Resources: Evaluation

Sharad Chitlangia

Evaluation

When we evaluate models, we will need a loss function and our goal is to minimize the expected loss value.

The reason for it to be expected loss is because our loss is always going to be computed over a sample of data points. So in the probabilitic sense, the loss is associated with an actual distribution.

Suppose we’re given \((x_1, y_1), ...., (x_n, y_n)\) and a new point \((x_i, ?)\). We want to find the value of \(\hat{y}\) that minimizes \(L(y, \hat{y})\) for the point

Problem: We do not know \(y\), so we cannot really figure out if something is minimizing \(L(y, \hat{y})\).

Suppose we’re given data \(D: (x_1, y_1), ...., (x_n, y_n)\) which is drawn from a distribution \(D_{x,y}\). We want to predict \(\hat{y}\) so as to minimize \(L(y, \hat{y})\) for any \((x,y)\) drawn from the distribution \(D_{x,y}\).

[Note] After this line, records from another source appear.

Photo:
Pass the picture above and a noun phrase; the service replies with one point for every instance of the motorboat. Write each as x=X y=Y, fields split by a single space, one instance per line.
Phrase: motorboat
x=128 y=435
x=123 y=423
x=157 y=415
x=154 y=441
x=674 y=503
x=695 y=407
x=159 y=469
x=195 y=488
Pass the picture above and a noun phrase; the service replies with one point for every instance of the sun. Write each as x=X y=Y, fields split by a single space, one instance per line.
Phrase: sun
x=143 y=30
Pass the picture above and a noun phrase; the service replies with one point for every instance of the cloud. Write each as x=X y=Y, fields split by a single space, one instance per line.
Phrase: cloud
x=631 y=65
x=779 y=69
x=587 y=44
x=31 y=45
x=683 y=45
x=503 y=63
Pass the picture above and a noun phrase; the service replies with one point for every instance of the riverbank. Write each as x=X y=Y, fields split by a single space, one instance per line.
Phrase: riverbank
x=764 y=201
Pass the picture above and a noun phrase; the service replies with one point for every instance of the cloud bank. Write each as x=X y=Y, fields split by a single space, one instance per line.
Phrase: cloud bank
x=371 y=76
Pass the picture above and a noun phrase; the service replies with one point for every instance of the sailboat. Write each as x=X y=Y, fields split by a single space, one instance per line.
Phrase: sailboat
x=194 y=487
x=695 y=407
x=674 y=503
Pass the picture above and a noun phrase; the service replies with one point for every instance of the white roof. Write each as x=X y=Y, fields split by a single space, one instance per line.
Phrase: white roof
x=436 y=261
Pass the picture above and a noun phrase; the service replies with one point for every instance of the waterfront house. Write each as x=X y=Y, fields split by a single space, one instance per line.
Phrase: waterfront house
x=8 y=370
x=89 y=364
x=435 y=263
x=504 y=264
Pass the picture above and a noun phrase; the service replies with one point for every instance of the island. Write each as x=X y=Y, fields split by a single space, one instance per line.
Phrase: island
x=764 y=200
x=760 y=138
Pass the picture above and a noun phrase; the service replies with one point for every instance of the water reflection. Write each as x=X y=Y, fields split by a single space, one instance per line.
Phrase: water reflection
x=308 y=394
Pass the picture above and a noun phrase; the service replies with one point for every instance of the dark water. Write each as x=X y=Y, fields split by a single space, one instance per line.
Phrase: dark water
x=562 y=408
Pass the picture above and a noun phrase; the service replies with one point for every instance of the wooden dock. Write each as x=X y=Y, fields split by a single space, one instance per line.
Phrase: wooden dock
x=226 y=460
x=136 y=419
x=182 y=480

Problem: It is similar to the previous problem but worse. Here we don’t know the values of \((x,y)\), so how de minimize the loss?

Solution: In both the only solution is to treat \(X\) and \(Y\) as random variables and minimize expected loss.

Case 1: Given x i.e., X=x

\[\mathop{\mathbb{E}} \lbrack L(y,\hat{y}) \rbrack = \sum_y L(y,\hat{y})P(Y=y|X=x)\]

This is called as conditional risk. If we assume that we have \(0-1\) loss function:

\[\mathop{\mathbb{E}} \lbrack L(y,\hat{y})\rbrack = \sum_{y \neq \hat{y}}P(Y=y|X=x)\]

which further reduces to:

\[\mathop{\mathbb{E}} \lbrack L(y,\hat{y})\rbrack = 1 - P(Y=\hat{y}|X=x) \]

So minimizing the expected loss is similar to maximizing \(P(Y=\hat{y}|X=x)\). Note that this is the right decision to take because we are using a \(0-1\) loss function.

Assume a squared loss function: \(L(y, \hat{y}) = (y-\hat{y})^2\)

\[\mathop{\mathbb{E}} \lbrack L(y,\hat{y})\rbrack = \int (y-\hat{y})^2 f(y|x)dy\]

To minimize this predict \(\hat{y} = \mathop{\mathbb{E}} \lbrack y|x \rbrack\). Proven by setting \(\frac{\partial \mathop{\mathbb{E}}[L(y,\hat{y})}{\partial \hat{y}} = 0\)

Case 2: Both x and y are unknown

\[\mathop{\mathbb{E}} \lbrack L(y,\hat{y})\rbrack = \sum_{x,y} L(y, \hat{y}) P(X=x, Y=y)\]

We can make this a bit more explicit by specifying the prediction \(\hat{y}\) to be a function of \(x\).

\[\mathop{\mathbb{E}} \lbrack L(y,\hat{y})\rbrack = \sum_{x,y} L(y, f(X=x)) P(X=x, Y=y)\]

Note that \(f(x)\) here is conditional on the given dataset \(d\) which can be thought of as an instance of the random variable \(D\).

\(\mathop{\mathbb{E}} \lbrack L(y,\hat{y})|D=d\rbrack\) is called the generalization error.

We can estimate the generalisation error using a train-test split. But the problem then becomes that we are not really estimation the generalisation error on \(d\) then. It is rather a subset of \(d\). There are three possible solutions to this: 1. Request more data so that we can train on \(d\) and test on the extra data. 2. Generate more data ourselves using a generative model e.g. \(P(X,Y)\). 3. We just provide the training estimates i.e., we train and test on the same set.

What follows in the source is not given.